Tests the relative performance of AIO APIs for Linux, specifically epoll and io_uring.
Language | epoll | io_uring |
---|---|---|
C | [ ] | [x] |
Rust | [x] | [x] |
Zig | [x] | [x] |
System Specs:
- Kernel: Linux 6.7.8-arch1-1
- Distro: Arch Linux
- CPU: AMD Ryzen 9 7950X
- Memory: 2x 16GB DDR5 @ 6000MT/s
See k6/simple.js for k6 configuration
Api | Language | Median Req. Duration | p(99) Req. Duration | p(99.9) Req. Duration | Req/s | % More Requests |
---|---|---|---|---|---|---|
epoll | Rust | 2.81ms | 3.68ms | 5.86ms | 160,689 | Baseline |
epoll | Zig | 2.81ms | 3.66ms | 5.91ms | 160,753 | +0.03% |
io_uring | Rust | 2.23ms | 2.95ms | 5.97ms | 198,728 | +23.66% |
io_uring | Zig | 2.22ms | 2.93ms | 5.96ms | 198,933 | +23.79% |
io_uring | C | 2.22ms | 2.90ms | 6.05ms | 199,793 | +24.32% |
Benchmarks are run locally via k6. This isolates issues with networking components, but makes the system much more chatty. The kernel will need to spend more time shuttling packets across the loopback device. Additionally, the NIC is never touched. Until I have the hardware to separate the load generation to a new machine, this will continue to be the case.

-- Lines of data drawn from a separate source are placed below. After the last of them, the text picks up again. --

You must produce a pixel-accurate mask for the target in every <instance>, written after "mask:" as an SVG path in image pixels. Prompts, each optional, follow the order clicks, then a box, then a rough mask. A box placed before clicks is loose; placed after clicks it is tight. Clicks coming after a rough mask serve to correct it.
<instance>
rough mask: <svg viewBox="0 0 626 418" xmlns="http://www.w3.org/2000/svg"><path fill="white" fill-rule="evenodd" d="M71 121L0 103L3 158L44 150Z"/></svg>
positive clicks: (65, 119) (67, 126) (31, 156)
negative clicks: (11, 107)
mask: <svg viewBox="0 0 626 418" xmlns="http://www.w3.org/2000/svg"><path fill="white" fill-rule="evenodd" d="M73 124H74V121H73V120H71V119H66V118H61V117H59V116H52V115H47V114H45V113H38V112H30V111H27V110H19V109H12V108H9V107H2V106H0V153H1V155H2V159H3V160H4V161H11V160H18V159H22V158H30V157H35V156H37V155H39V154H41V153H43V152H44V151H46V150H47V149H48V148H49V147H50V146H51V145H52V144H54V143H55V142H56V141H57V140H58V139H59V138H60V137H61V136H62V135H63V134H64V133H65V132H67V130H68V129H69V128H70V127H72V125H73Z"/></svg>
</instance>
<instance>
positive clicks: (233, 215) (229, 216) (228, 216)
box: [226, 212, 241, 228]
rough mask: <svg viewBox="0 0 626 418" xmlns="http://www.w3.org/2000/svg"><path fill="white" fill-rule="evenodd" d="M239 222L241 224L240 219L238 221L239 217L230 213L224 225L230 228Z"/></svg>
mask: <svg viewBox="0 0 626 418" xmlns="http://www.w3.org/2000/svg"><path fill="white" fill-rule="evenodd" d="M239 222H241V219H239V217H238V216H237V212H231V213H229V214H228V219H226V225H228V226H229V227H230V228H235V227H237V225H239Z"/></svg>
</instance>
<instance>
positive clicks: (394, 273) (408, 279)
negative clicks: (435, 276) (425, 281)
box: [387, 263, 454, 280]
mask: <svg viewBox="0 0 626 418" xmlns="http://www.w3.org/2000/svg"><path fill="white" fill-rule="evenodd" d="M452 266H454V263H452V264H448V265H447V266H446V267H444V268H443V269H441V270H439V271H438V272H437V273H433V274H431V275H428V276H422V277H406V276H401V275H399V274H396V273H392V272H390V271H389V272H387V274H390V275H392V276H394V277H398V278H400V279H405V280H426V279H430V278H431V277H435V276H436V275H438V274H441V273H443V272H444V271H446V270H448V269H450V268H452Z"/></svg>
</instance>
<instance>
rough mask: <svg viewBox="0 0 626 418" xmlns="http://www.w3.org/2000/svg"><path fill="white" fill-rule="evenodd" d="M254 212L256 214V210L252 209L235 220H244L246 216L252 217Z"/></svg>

Additionally, k6 is inefficient for this test. It's primarily an HTTP benchmarking tool, but we are effectively running TCP servers that send a fixed HTTP response. k6 will also use every core available, which increases the likelihood of impacting the TCP server thermally, with context switches, or via cache misses.
The data written as a response never changes, and thus does not represent a real world use-case. Instead, these benchmarks primarily aim to discover the relative overhead of the different APIs.